Once the Python environment is activated, ensure everything is setup correctly through running the test suite:

python -m pytest tests

Warning

  • It is recommended to run this code on a computer with a CUDA-compatible GPU.

  • Get error messages after the test related to GPU is usual if a computer without a CUDA-compatible GPU is being used.

  • Cupy may give errors. Using environment.yml cupy 13.0 is installed. However you must make sure that it matches the version of cuda installed on the computer. More detailed on Cupy.

  • Not change the directory to execute the tests. Remain in OpenChemsearch main folder.

Usage

With the environment setup complete, it will be possible to run the app.

The project can be run through files in the scripts directory:

  1. Fingerprints, for generating and saving fingerprints in a binary file.
  2. Parquet, for saving molecules in a binary file (optional).
  3. App, for running the chemsearch application.
  4. Benchmark, for testing the performance of the running application.

Fingerprints

The first stage of the substructure search screening cascade involves a fingerprint screen. The generation of fingerprints from molecules is slow, so it is better to generate them once for the application and then reuse.

The fingerprints script reads molecules from SDF or SMI files, calculates fingerprints and writes them to a NumPy binary file. The file stores a matrix of fingerprints with dimensions (molecules, bit length).

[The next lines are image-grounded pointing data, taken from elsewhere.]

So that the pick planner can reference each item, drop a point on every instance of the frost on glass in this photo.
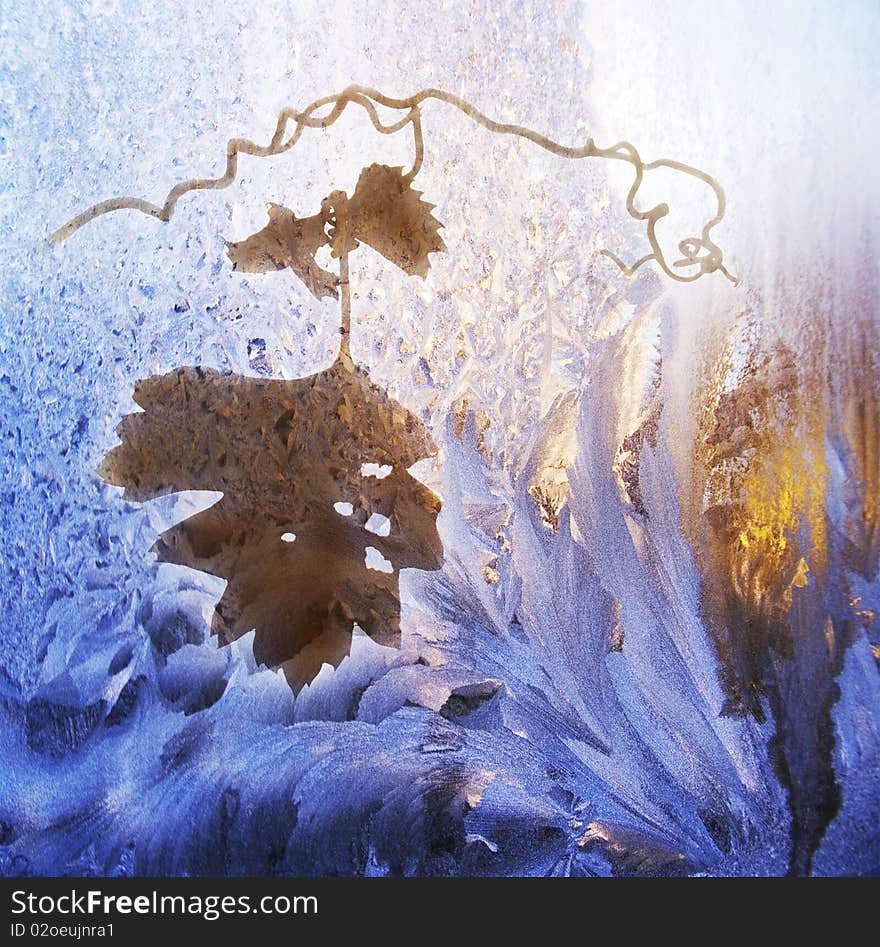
(435, 497)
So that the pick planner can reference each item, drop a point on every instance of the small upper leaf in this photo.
(287, 241)
(389, 215)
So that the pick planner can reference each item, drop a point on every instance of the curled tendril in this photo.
(699, 251)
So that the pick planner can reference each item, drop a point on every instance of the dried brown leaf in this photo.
(283, 453)
(287, 242)
(389, 215)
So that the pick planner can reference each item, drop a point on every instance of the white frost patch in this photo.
(378, 524)
(375, 560)
(375, 470)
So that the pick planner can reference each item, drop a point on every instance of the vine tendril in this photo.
(699, 251)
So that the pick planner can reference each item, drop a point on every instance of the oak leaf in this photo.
(287, 241)
(284, 453)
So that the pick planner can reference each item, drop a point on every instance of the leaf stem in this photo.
(345, 307)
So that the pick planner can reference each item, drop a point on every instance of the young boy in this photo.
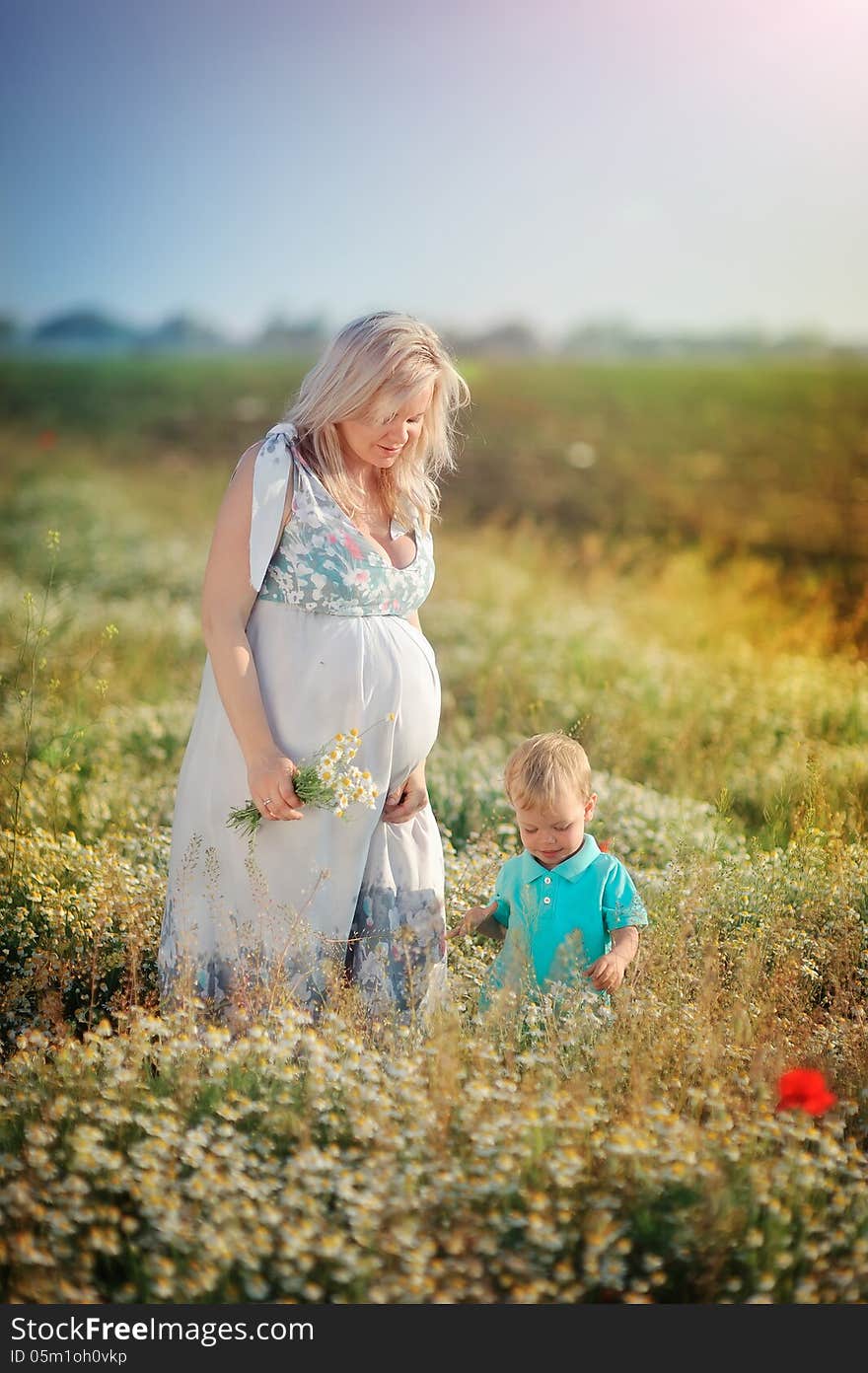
(564, 910)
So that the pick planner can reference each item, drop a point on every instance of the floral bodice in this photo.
(325, 564)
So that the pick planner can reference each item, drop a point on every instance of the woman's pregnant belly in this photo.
(321, 675)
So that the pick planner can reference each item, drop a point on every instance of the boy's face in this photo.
(552, 833)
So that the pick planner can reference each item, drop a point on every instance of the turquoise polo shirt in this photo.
(559, 920)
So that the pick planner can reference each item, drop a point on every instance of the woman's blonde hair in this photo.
(382, 360)
(542, 766)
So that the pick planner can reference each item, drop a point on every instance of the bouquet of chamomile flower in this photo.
(329, 781)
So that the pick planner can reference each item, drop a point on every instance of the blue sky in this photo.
(683, 164)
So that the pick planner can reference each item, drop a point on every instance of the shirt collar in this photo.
(570, 868)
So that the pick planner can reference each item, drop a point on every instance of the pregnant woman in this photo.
(321, 560)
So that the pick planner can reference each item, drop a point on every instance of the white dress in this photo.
(325, 896)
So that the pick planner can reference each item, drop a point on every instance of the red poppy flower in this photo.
(804, 1089)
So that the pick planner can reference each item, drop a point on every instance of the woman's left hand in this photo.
(406, 801)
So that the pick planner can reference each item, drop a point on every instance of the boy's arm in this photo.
(623, 910)
(481, 920)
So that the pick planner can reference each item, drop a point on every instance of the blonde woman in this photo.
(321, 560)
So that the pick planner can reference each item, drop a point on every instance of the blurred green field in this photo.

Binary files of the Original Datasets used for the publication can be found in Zenodo

Command Line

fingerprints --molecules path/to/read/molecules.smi -o path/to/write/fingerprints.npy -b 2048
Flag Type Description Required? Allowed Values Default Value
-m / --molecules str File to read molecules from. Yes
-o / --output str File to write fingerprints to. Yes
-b / --bit-length int Length of fingerprints. Yes
-c / --cartridge str Chemistry cartridge to use. No rdkit rdkit
-p / --processes int Processes for Dask local cluster. No 11

Parquet

Molecules can be read by the app from either SDF or SMI files. This is fine for small numbers of molecules, however it can be slow on a large scale. The solution is to use a file format where the molecules are already parsed by the cartridge to Python objects. Pickle files would be a natural choice but are not supported by the Dask library, which is required for CPU parallelisation.

Parquet files are a good alternative. The parquet script reads molecules from SDF or SMI files, and writes them to a parquet file that can be read faster by the app. The molecule objects are serialised in the parquet file as a binary representation, to get quick loading whilst staying within the constraints of the allowed types.

Command Line

parquet --molecules path/to/read/molecules.smi -o path/to/write/molecules
Flag Type Description Required? Allowed Values Default Value
-m / --molecules str File to read molecules from. Yes
-o / --output str File to write molecules to. Yes
-c / --cartridge str Chemistry cartridge to use. No rdkit rdkit
-p / --processes int Processes for Dask local cluster. No 11

App

The chemsearch app is built using FastAPI, and runs on uvicorn. The app script requires environment variables to be set before running.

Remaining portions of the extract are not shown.